DUBAÏ: L’histoire regorge d’exemples de villes puissantes mises à genoux par des épidémies de maladies mortelles. Le nombre de victimes de la Covid-19 dans le monde reste certes minime si on le compare, par exemple, aux ravages de la peste noire au Moyen Âge. Néanmoins, l’ampleur de l’urbanisation et de l’interconnexion des économies modernes a accentué l’impact de la pandémie du coronavirus. La façon dont les différentes villes se sont adaptées à la nouvelle épidémie pourrait bien déterminer leur résilience et leur longévité.

La crise provoquée par la Covid-19 a sans aucun doute perturbé le paysage urbain dans le monde et remis en question la réputation de plusieurs villes occidentales. Pourtant, cette pandémie n’a fait qu’accélérer, à bien des égards, une tendance vers l’Est qui existait depuis bien longtemps.

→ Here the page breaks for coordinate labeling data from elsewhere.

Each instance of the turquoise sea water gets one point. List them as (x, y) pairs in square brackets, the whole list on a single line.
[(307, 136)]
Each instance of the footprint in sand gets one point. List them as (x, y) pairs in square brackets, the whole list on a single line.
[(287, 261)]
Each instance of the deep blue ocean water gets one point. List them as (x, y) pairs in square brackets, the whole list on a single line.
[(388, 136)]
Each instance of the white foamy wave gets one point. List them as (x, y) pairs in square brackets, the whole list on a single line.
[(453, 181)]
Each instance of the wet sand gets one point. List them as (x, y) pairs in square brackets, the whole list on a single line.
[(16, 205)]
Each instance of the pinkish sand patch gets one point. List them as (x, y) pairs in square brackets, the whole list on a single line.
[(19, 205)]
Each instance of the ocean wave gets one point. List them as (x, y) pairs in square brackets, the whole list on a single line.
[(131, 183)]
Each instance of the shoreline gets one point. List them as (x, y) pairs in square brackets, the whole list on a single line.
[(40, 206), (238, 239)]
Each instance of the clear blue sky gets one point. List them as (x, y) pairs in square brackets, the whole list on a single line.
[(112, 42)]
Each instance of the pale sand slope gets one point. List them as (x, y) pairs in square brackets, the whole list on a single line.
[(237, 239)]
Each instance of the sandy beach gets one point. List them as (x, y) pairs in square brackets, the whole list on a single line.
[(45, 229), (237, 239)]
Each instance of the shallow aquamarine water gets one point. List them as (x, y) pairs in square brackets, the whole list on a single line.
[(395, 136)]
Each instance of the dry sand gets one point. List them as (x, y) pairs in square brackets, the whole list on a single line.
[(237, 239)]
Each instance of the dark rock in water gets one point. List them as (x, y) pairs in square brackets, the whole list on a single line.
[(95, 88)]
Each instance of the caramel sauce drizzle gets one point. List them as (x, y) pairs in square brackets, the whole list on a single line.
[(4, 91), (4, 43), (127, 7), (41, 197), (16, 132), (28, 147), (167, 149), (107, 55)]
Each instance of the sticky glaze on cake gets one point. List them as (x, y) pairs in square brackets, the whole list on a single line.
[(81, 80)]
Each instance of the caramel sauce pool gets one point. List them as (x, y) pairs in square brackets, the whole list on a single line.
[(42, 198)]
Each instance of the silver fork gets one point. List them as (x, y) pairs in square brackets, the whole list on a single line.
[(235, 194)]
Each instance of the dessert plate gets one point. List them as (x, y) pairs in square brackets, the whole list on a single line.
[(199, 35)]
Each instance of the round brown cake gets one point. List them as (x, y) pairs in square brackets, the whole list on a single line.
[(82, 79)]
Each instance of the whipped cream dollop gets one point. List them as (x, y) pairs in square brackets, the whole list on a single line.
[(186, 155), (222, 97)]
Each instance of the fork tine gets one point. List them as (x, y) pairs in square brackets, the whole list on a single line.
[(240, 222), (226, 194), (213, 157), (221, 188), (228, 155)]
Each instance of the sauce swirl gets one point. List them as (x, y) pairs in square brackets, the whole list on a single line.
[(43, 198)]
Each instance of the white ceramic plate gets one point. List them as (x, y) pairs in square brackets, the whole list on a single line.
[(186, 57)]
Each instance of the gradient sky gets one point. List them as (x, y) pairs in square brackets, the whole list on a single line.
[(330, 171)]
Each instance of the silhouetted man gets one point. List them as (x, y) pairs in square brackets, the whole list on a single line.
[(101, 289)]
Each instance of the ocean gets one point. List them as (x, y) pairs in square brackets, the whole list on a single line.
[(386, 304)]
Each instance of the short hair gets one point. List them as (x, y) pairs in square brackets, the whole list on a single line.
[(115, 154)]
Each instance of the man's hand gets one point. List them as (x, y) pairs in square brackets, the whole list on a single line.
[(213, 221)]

Dans un rapport publié en 2020, intitulé «Nouvelles Priorités pour un monde nouveau» («New priorities for a new world»), le cabinet de conseil en gestion Kearney a analysé l’impact de la pandémie sur la vie urbaine ainsi que sur la compétitivité économique des métropoles du monde. Cette année, l’étude inclut des données provenant de 151 villes – contre 130 en 2019 – et illustre l’importance grandissante des espaces urbains au Moyen-Orient, en Chine et en Asie centrale.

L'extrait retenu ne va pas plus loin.